Nanostructured Lipid Carrier Development Service

Nanostructured lipid carrier (NLC) is an advanced lipid nanoparticle that shows great promise in gene therapy. Our company strives to offer end-to-end services to assist our clients in the development of delivery systems based on NLCs for effective targeting of genetic materials into cells. This will expedite the advancement of gene therapies designed to treat orphan diseases.
Background
NLCs are a new generation of drug delivery systems created in the 20th century founded on solid lipid nanoparticles (SLNs) and are considered to be the second lifetime of lipid nanocarriers. Unlike SLNs and other lipid carriers, NLCs have higher loading capacity because fluid lipids are mixed with solid lipids, which increases the accumulative potential of drugs. The rigid morphology, physical stability, and load degradation resistance of NLCs ensure safety, thereby reducing acute and chronic toxicity. NLCs can also be taught to adjust the ratio of liquid to solid lipids enabling the skeletal structure to remain solid over prolonged periods of time within the body, thereby offering more control over the rate of drug release.

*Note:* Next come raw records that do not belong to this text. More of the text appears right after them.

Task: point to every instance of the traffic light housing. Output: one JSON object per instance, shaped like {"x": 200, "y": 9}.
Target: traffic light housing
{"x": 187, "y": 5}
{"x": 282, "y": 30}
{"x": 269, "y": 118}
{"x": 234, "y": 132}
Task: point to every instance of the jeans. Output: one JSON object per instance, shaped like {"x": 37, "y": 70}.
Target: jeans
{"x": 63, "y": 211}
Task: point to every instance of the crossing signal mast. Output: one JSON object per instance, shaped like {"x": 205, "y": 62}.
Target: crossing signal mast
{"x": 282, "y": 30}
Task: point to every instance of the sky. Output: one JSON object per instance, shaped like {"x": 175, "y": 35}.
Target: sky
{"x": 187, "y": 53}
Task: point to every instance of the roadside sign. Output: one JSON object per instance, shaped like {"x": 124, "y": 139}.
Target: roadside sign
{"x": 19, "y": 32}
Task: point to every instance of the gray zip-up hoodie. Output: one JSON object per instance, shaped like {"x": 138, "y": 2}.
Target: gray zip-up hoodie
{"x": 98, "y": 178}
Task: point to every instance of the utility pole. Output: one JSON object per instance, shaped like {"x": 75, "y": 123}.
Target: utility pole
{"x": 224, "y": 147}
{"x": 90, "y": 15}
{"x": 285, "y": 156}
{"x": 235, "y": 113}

Fig. 1 Characterization of the optimized PNLC formulation/plasmid DNA complexes. (Bondì M L, et al., 2010)
Our Services
There are three main types of NLC: cationic NLC, neutral NLC, and target-modified NLC. Distinct varieties of NLCs have been employed for the delivery of nucleic acids, for example, various miRNA species for tumor gene therapy. Our researchers strive to formulate and implement a collection of NLCs that would solve the problems associated with the delivery of therapeutic genetic material in gene therapy, which in turn helps our clients develop and solve problems. The listing of our work is not exhaustive:
- Preparation of NLCs
We provide three methods including hot homogenization, cold homogenization, and microemulsion to help our customers prepare NLCs that are useful as delivery systems for genetic material.- Preparation of cationic NLCs, which can be used as carriers for negatively charged substances, including DNAs, RNAs, polypeptides, and oligonucleotides.
- Preparation of neutral NLCs, which have a targeted ability for delivery of miRNAs in vivo and have low toxicity.
- Development of targeting-modified NLCs
In order to obtain delivery systems with targeting efficacy, we have developed various strategies to help our customers prepare targeting-modified NLCs.- We coat NLCs with biocompatible polymers such as polyethylene glycol (PEG) to reduce recognition and phagocytosis of NLCs by macrophages and to improve the half-life and stability of NLCs in vivo.
- We improve the targeting of NLC delivery by coupling cell-specific ligands to the NLC surface.
- We use different ligands to modify NLCs to obtain delivery systems with different biological properties. For example, ephrin-A1 (ephrin type-A receptor 1) modified NLCs exhibit low cytotoxicity, high stability, and high loading efficiency of ephrin-A1 and let-7a.
- Physicochemical characterization of NLCS
NLCs must be characterized physicochemically to confirm quality control and stability. We provide customers with a variety of technologies such as photon correlation spectroscopy (PCS), differential scanning calorimetry (DSC), and Raman spectroscopy to characterize multiple parameters of NLCS.- Analysis of morphological and surface features
- Detection of particle size and zeta potential
- Analysis of the encapsulation efficiency
Armed with knowledge of the molecular architecture of NLCs and their release mechanisms, we are in a position to provide our customers with services to develop and characterize NLCs as a New delivery System. Our targeted specialized NLCs will further advance the field of NLC gene therapy, increasing safety, and efficacy, as well as promoting the advancement of strategies for the treatment of orphan diseases. Please contact us for more details and to get a formal quote.
Reference
- Bondì, M. L.; Craparo E. F. Solid lipid nanoparticles for applications in gene therapy: a review of the state of the art. Expert Opinion on Drug Delivery, 2010, 7(1): 7-18.
All of our services and products are intended for preclinical research use only and cannot be used to diagnose, treat or manage patients.